Internet-Draft FARE using LSR September 2024
Xu, et al. Expires 5 March 2025 [Page]
Workgroup:
Network Working Group
Internet-Draft:
draft-xu-lsr-fare-03
Published:
Intended Status:
Standards Track
Expires:
Authors:
X. Xu
China Mobile
S. Hegde
Juniper
Z. He
Broadcom
J. Wang
Centec
H. Huang
Huawei
Q. Zhang
H3C
H. Wu
Ruijie Networks
Y. Liu
Tencent
Y. Xia
Tencent
P. Wang
Baidu

Fully Adaptive Routing Ethernet using LSR

Abstract

Large language models (LLMs) like ChatGPT have become increasingly popular in recent years due to their impressive performance in various natural language processing tasks. These models are built by training deep neural networks on massive amounts of text data, often consisting of billions or even trillions of parameters. However, the training process for these models can be extremely resource-intensive, requiring the deployment of thousands or even tens of thousands of GPUs in a single AI training cluster. Therefore, three-stage or even five-stage CLOS networks are commonly adopted for AI networks. The non-blocking nature of the network become increasingly critical for large-scale AI models. Therefore, adaptive routing is necessary to dynamically distribute traffic to the same destination over multiple equal-cost paths, based on network capacity and even congestion information along those paths.

Requirements Language

The key words "MUST", "MUST NOT", "REQUIRED", "SHALL", "SHALL NOT", "SHOULD", "SHOULD NOT", "RECOMMENDED", "MAY", and "OPTIONAL" in this document are to be interpreted as described in RFC 2119 [RFC2119].

Status of This Memo

This Internet-Draft is submitted in full conformance with the provisions of BCP 78 and BCP 79.

Internet-Drafts are working documents of the Internet Engineering Task Force (IETF). Note that other groups may also distribute working documents as Internet-Drafts. The list of current Internet-Drafts is at https://datatracker.ietf.org/drafts/current/.

Internet-Drafts are draft documents valid for a maximum of six months and may be updated, replaced, or obsoleted by other documents at any time. It is inappropriate to use Internet-Drafts as reference material or to cite them other than as "work in progress."

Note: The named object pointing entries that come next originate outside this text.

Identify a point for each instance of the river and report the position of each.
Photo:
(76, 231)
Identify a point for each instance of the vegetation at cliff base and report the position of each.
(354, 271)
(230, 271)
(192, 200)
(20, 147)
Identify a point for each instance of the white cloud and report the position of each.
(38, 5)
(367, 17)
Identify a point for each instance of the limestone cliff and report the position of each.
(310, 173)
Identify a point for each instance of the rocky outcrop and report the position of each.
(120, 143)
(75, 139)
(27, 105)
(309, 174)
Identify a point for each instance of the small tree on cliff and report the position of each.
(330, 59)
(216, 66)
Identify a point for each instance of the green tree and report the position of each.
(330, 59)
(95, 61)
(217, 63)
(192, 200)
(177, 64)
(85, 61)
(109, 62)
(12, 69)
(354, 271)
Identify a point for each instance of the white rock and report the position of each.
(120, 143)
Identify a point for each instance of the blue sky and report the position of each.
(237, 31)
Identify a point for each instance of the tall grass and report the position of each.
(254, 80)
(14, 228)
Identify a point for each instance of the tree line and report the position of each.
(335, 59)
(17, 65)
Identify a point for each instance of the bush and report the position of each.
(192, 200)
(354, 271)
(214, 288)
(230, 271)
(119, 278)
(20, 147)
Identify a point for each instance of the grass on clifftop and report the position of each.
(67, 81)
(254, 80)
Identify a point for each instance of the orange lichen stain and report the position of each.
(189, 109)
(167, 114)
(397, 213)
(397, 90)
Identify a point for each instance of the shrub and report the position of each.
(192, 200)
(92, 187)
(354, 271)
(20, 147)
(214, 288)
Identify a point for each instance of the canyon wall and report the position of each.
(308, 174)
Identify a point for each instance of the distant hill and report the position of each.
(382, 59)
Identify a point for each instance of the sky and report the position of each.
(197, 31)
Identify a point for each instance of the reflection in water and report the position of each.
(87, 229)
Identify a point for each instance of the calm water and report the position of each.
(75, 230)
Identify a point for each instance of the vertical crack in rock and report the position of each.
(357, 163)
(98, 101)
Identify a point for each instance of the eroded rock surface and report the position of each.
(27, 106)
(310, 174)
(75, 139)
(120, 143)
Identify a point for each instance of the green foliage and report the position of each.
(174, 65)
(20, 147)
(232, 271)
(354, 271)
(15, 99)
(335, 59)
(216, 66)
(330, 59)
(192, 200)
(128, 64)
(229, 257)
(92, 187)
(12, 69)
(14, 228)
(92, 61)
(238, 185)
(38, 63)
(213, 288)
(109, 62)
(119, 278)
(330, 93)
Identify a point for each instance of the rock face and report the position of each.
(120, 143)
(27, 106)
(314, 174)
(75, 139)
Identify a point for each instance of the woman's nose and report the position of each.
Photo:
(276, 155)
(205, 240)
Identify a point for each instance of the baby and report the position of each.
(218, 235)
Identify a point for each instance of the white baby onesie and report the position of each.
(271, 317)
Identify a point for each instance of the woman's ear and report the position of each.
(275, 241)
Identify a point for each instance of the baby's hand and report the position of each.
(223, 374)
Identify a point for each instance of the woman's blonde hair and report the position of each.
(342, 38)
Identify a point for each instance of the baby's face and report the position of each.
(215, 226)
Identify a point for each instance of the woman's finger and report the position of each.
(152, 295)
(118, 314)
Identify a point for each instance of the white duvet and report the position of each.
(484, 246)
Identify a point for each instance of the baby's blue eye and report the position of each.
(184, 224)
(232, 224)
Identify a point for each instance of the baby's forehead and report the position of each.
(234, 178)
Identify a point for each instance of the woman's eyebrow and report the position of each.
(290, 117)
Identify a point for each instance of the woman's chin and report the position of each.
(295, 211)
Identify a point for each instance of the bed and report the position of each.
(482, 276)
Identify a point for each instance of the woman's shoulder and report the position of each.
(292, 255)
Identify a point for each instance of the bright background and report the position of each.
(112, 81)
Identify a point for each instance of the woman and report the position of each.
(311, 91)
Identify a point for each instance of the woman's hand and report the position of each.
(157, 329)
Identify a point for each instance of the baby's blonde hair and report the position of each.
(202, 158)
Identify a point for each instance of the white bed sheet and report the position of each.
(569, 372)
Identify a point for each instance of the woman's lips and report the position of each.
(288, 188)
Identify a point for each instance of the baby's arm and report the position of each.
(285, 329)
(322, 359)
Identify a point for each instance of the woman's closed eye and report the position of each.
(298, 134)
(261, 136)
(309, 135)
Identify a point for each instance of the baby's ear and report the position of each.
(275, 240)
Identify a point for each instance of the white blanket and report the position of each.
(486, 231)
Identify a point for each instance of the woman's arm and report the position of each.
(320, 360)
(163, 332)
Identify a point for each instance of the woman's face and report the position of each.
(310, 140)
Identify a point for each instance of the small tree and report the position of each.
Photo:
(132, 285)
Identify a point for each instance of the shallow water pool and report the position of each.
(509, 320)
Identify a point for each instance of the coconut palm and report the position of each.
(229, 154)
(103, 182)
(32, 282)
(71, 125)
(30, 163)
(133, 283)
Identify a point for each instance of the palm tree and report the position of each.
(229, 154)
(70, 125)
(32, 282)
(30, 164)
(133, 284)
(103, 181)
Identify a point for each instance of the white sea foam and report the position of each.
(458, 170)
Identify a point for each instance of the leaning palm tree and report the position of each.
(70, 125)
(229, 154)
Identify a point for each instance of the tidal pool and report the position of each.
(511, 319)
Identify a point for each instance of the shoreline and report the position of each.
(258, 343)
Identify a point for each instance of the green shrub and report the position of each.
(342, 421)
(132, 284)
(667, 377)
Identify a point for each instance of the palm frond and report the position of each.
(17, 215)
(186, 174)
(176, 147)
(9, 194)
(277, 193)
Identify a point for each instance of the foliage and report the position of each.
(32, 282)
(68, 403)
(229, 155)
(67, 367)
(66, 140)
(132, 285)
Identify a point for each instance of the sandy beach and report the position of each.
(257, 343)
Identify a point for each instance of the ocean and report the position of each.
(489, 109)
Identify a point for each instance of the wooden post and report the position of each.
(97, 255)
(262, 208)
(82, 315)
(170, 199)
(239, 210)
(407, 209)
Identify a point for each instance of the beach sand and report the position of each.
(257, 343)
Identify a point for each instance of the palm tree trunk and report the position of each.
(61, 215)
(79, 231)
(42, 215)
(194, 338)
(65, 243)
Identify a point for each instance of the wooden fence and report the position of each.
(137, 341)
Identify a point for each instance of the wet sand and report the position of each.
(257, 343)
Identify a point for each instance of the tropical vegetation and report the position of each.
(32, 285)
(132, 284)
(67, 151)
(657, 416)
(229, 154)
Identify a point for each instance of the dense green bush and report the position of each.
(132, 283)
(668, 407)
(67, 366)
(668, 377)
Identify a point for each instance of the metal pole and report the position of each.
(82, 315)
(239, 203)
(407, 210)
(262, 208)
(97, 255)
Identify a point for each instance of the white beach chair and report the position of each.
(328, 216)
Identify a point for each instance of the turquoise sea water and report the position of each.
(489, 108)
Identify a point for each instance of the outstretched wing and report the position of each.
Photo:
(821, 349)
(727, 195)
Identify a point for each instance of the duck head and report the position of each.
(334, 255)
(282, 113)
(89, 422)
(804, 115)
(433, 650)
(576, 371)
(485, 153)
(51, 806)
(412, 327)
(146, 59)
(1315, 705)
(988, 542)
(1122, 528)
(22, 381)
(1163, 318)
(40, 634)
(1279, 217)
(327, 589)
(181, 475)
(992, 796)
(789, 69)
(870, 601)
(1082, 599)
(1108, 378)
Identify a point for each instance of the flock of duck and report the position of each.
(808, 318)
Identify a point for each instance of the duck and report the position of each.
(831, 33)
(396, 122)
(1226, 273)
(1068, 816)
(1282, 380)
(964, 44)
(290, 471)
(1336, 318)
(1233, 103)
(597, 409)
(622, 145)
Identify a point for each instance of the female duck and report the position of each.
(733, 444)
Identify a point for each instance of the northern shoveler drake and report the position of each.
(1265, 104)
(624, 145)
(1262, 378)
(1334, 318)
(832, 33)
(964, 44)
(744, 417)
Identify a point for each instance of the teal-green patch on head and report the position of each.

This Internet-Draft will expire on 5 March 2025.

Table of Contents

1. Introduction

Large language models (LLMs) like ChatGPT have become increasingly popular in recent years due to their impressive performance in various natural language processing tasks. These models are built by training deep neural networks on massive amounts of text data, as well as visual and video data, often consisting of billions or even trillions of parameters. However, the training process for these models can be extremely resource-intensive, requiring the deployment of thousands or even tens of thousands of GPUs in a single AI training cluster. Therefore, three-stage or even five-stage CLOS networks are commonly adopted for AI networks. Furthermore, In rail-optimized CLOS network topologies with standard GPU servers (HB domain of eight GPUs), the Nth GPUs of each server in a group of servers are connected to the Nth leaf switch, which provides higher bandwidth and non-blocking connectivity between the GPUs in the same rail. In rail-optimized network topology, most traffic between GPU servers would traverse the intra-rail networks rather than the inter-rail networks. In addition, whether in rail-optimal or rail-free networks, collective communication job schedulers always opt to schedule jobs with network topology awareness to minimize the amount of traffic going to the upper layers of the network.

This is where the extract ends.